Some further inspiration I'm drawing on to be excited about this org:

  1. Freakonomics' RCT on measuring the effects of big life changes like quitting your job or breaking up with your partner. This makes me optimistic about the feasibility of getting lots of people to sign up.
  2. Holden's note on doing these type of experiments with digital people. He mentions some difficulties with running these types of RCTs today, but I think an org specializing in them could help.

Votes/considerations on why this is a good or bad idea are also appreciated!

I'm confused why these would be described as "challenge" RCTs, and worry that the term will create broader confusion in the movement to support challenge trials for disease. In the usual clinical context, the word "challenge" in "human challenge trial" refers to the step of introducing the "challenge" of a bad thing (e.g., an infectious agent) to the subject, to see if the treatment protects them from it. I don't know what a "challenge" trial testing the effects of veganism looks like?

(I'm generally positive on the idea of trialing more things; my confusion+comment is just restricted to the naming being proposed here.)

Thanks, I agree with this and it's probably not good branding anyway. 

I was thinking the "challenge" was just doing the intervention (e.g. being vegan), but agree that the framing is confusing since it refers to something different in the clinical context. I will edit my shortforms to reflect this updated view.

Just made a bet with Jeremy Gillen that may be of interest to some LWers, would be curious for opinions:

[cross-posting from blog]

I made a spreadsheet for forecasting the 10th/50th/90th percentile for how you think GPT-4.5 will do on various benchmarks (given 6 months after the release to allow for actually being applied to the benchmark, and post-training enhancements). Copy it here to register your forecasts.

If you’d prefer, you could also use it to predict for GPT-5, or for the state-of-the-art at a certain time e.g. end of 2024 (my predictions would be pretty similar for GPT-4.5, and end of 2024).

You can see my forecasts made with ~2 hours of total effort on Feb 17 in this sheet; I won’t describe them further here in order to avoid anchoring.

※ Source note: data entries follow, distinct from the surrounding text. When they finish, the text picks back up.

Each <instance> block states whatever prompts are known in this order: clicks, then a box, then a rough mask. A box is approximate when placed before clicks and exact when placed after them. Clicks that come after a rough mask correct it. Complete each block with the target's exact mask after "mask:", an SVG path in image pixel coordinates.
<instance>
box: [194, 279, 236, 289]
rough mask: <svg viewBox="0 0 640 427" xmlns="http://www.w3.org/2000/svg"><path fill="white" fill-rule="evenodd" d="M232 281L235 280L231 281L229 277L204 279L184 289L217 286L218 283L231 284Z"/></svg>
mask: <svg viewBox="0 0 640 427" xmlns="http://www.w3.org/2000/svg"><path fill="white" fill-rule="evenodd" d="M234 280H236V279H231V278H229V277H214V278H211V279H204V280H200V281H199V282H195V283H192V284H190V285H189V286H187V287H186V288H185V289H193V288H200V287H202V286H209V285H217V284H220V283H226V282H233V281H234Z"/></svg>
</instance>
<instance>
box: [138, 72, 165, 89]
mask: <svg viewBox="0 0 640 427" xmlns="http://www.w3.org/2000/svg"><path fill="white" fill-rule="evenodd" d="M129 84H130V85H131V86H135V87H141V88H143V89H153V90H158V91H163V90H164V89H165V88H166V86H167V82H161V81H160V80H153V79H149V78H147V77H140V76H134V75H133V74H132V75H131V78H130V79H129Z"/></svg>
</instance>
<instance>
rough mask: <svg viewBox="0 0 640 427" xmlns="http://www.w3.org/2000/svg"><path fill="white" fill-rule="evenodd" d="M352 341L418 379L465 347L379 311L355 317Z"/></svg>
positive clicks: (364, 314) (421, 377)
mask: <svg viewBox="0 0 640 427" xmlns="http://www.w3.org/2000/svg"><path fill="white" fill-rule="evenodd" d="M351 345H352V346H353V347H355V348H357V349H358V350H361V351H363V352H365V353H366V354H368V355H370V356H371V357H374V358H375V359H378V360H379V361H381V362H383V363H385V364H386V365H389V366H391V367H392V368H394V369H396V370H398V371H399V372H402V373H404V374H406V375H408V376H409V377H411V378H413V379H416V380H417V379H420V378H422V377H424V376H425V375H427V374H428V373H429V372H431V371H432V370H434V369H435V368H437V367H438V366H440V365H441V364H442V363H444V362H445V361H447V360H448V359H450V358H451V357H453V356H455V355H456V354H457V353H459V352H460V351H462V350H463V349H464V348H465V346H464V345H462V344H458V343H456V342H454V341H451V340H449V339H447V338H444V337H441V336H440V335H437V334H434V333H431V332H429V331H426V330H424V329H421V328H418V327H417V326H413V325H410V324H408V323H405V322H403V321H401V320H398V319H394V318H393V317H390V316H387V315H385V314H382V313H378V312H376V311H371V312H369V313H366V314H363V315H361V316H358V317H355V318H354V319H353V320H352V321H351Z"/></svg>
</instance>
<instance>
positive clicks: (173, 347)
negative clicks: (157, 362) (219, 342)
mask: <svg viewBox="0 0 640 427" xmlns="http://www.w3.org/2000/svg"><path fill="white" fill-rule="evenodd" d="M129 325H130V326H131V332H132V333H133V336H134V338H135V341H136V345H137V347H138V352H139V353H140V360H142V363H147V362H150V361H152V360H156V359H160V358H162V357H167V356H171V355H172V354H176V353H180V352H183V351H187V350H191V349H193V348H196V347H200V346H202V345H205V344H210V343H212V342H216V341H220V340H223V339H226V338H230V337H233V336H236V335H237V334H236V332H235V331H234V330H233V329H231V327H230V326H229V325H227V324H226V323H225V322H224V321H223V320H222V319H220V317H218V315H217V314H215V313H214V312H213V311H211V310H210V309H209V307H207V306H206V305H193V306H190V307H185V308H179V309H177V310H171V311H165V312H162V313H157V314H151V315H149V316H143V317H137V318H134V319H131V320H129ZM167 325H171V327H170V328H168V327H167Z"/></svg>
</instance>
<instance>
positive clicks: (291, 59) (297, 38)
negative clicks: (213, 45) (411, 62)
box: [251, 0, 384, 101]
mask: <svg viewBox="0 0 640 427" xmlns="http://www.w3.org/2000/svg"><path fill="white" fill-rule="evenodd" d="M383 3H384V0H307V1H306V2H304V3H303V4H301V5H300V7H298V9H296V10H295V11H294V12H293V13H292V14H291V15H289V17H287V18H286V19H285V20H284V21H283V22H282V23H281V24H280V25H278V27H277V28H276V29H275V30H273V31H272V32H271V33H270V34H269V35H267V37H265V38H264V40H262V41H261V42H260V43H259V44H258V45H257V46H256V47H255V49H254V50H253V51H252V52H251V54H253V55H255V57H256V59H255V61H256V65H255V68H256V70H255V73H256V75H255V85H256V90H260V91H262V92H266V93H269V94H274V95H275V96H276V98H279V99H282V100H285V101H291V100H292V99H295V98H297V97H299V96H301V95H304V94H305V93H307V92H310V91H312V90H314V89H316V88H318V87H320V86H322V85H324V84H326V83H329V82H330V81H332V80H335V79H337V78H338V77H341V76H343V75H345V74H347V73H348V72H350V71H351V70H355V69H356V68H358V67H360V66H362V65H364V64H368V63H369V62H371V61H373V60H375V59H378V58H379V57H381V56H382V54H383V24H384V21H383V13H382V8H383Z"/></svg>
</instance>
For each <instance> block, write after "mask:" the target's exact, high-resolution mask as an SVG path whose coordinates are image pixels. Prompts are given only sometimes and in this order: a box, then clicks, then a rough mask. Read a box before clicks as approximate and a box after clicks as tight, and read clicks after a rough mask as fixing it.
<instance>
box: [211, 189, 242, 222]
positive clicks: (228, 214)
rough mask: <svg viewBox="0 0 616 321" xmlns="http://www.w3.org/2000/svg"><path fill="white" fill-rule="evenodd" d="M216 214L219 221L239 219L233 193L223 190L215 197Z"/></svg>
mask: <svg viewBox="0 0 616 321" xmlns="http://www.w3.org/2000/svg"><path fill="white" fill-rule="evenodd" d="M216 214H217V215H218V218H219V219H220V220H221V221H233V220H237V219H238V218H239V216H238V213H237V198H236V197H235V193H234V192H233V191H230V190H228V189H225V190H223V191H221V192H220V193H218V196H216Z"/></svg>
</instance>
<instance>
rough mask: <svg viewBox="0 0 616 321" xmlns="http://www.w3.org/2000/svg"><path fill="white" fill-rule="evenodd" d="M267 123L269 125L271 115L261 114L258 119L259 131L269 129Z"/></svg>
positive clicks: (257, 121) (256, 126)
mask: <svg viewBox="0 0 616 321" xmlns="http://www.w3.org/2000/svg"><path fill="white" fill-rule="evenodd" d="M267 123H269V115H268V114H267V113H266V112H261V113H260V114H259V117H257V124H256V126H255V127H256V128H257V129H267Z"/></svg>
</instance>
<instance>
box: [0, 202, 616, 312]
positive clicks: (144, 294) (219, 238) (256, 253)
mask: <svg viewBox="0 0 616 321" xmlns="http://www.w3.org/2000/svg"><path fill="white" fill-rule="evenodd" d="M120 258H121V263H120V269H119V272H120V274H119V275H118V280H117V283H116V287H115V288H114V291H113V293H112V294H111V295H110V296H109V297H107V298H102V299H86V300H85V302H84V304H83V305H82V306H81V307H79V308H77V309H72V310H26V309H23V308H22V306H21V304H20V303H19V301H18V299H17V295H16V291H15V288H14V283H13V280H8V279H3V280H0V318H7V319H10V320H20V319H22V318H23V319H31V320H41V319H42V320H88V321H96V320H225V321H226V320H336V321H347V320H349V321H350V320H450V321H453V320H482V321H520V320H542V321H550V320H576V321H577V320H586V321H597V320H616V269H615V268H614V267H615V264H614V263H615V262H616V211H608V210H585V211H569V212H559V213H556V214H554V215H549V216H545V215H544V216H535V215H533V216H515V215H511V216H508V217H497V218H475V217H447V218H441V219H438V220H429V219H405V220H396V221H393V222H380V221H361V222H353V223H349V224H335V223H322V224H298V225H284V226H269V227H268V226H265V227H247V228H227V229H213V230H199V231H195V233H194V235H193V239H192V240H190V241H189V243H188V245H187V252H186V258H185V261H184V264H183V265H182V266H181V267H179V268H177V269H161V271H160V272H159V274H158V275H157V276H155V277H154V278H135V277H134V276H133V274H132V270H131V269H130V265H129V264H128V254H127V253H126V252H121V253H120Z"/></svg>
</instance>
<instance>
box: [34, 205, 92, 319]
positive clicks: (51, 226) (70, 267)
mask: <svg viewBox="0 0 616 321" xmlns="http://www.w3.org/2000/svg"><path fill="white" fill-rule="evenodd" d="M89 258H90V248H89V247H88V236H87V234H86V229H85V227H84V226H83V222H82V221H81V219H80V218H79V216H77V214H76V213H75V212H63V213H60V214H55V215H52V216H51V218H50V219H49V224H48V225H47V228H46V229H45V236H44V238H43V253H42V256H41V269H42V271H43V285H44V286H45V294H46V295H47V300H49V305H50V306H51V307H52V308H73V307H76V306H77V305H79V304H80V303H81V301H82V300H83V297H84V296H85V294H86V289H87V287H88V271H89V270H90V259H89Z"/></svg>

There might be a similar tournament on Metaculus soon, but not sure on the timeline for that (and spreadsheet might be lower friction). If someone wants to take the time to make a form for predicting, tracking and resolving the forecasts, be my guest and I’ll link it here.

(epistemic status: exploratory)

I think more people into LessWrong in high school - college should consider trying Battlecode. It's somewhat similar to The Darwin Game which was pretty popular on here and I think generally the type of people who like LessWrong will both enjoy and be good at Battlecode. (edited to add:  A short description of Battlecode is that you write a bot to beat other bots at a turn-based strategy game. Each unit executes its own code so communication/coordination is often one of the most interesting parts.)

I did it with friends for 6 years (junior year of high school - end of undergrad), and I think it at least helped me gain legible expertise in strategizing and coding quickly, but plausibly also helped me pick up skills in these areas as well as teamwork.

If any students are interested (I believe PhD students can qualify as well but may not be worth their time), there's still 2/3 weeks left in this year's game which is plenty of time. If you're curious to learn more about my experiences with Battlecode, see the README and postmortem here.

Feel free to comment or DM me if you have any questions.

On the same line but more commercial is the game Screeps, which has both ongoing and seasonal servers run by the developers as well as private servers (you can run your own).